Finally, we document a strong positive relationship between flower treatment level and zooplankton species richness. Although we hypothesized that flower treatment level would influence lower trophic levels in the aquatic environment, we did not predict a priori that this effect would manifest itself as elevated zooplankton richness in high-flower wetlands, with no overall effect on zooplankton abundance. Although a bottom-up effect of increased inputs of pollen or detritus from purple loosestrife is one possible explanation for this result, we consider it to be unlikely for three reasons. First, purple loosestrife is primarily insect, not wind, pollinated. Second, the loosestrife plants were housed in separate aquatic mesocosms and could therefore not deposit detritus in the central mesocosms that were the focus of our aquatic sampling. Third, rarefied zooplankton richness also increased with loosestrife flower treatment, which suggests that differences in richness among the treatments were not driven by differences in abundance; this contrasts with a bottom-up (more individuals) effect on zooplankton.

A second, and more likely, explanation is that higher zooplankton richness in high-flower treatment ponds was mediated by higher densities of dragonfly larvae, possibly via a keystone effect of predation by dragonfly larvae. We have evidence of large shifts in abundance patterns of zooplankton taxonomic categories (Table 1), which in combination with the positive relationship between flower treatment and zooplankton richness, is consistent with a keystone effect. We also found evidence of a shift in zooplankton community composition associated with flower treatment level, such that similar flower treatments (and similar abundance of larval dragonflies) resulted in more similar zooplankton communities (Mantel’s test and ESM Fig. 1). This general pattern suggests that in this experiment, predation by dragonfly larvae was selective and altered the structure of the zooplankton communities, potentially toward more similar, species-rich communities. This result is further supported by evidence that this change in aquatic community structure was primarily driven by a reduction in the abundance of rotifers. Although significant effects of dragonfly predation on zooplankton assemblages have been documented relatively rarely and are variable among studies (e.g., Hampton and Gilbert 2001; Burks et al. 2001; Magnusson and Williams 2009), dragonfly larvae are known to prey on rotifers to varying degrees (Hampton and Gilbert 2001; Walsh et al. 2006). This effect may have been particularly strong in our study, in which a large proportion of dragonfly larvae were of small size.
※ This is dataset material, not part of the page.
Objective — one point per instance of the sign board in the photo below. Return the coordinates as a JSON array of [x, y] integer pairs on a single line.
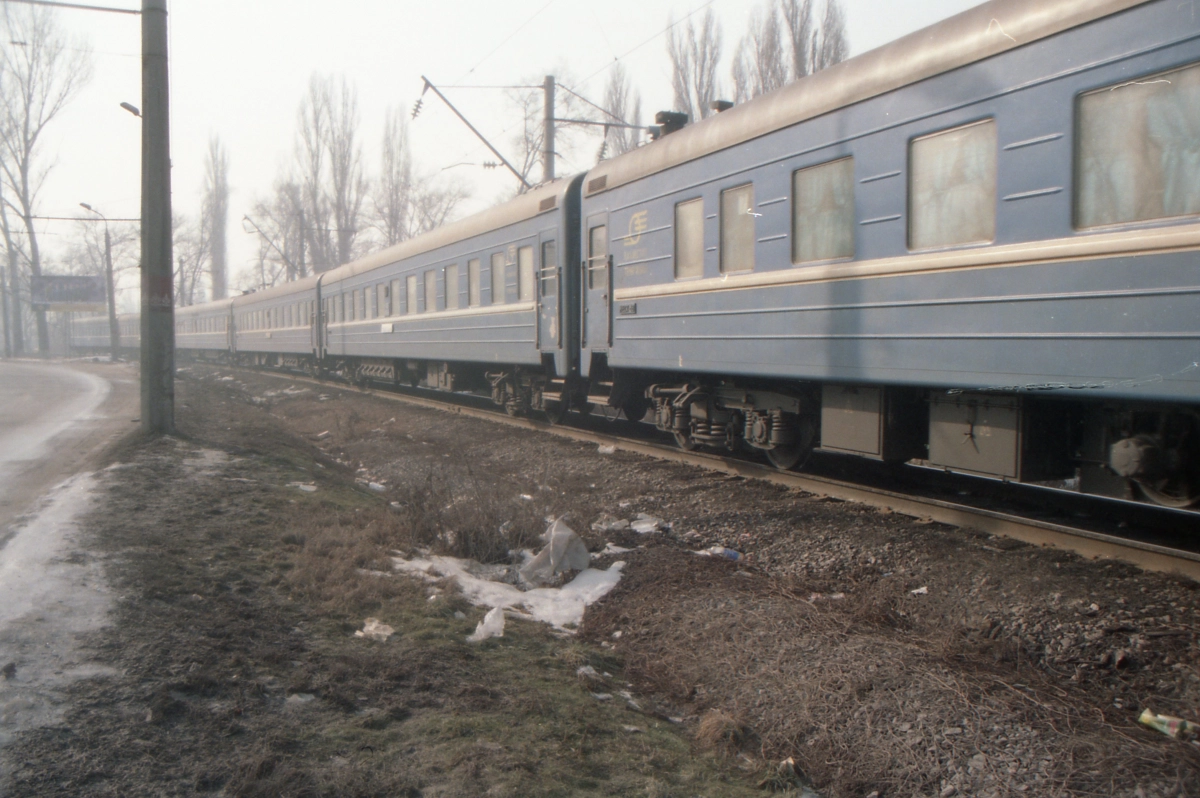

Other mechanisms may also contribute to the positive relationship between floral treatment and zooplankton richness, including increased zooplankton colonization opportunities associated with increased dragonfly oviposition events (Havel and Shurin 2004). Intraguild predation, seen as the suppression of other macroinvertebrate predators by high densities of dragonfly larvae, is also a possible mechanism. However, we did not detect any associations between flower treatments and the abundance or richness of non-odonate macroinvertebrate predators in this study. Finally, we cannot rule out other indirect effects of larval odonate abundance on zooplankton richness. The majority of the dragonfly larvae present in our experimental ponds were small in size, supporting effects on zooplankton and not other taxa.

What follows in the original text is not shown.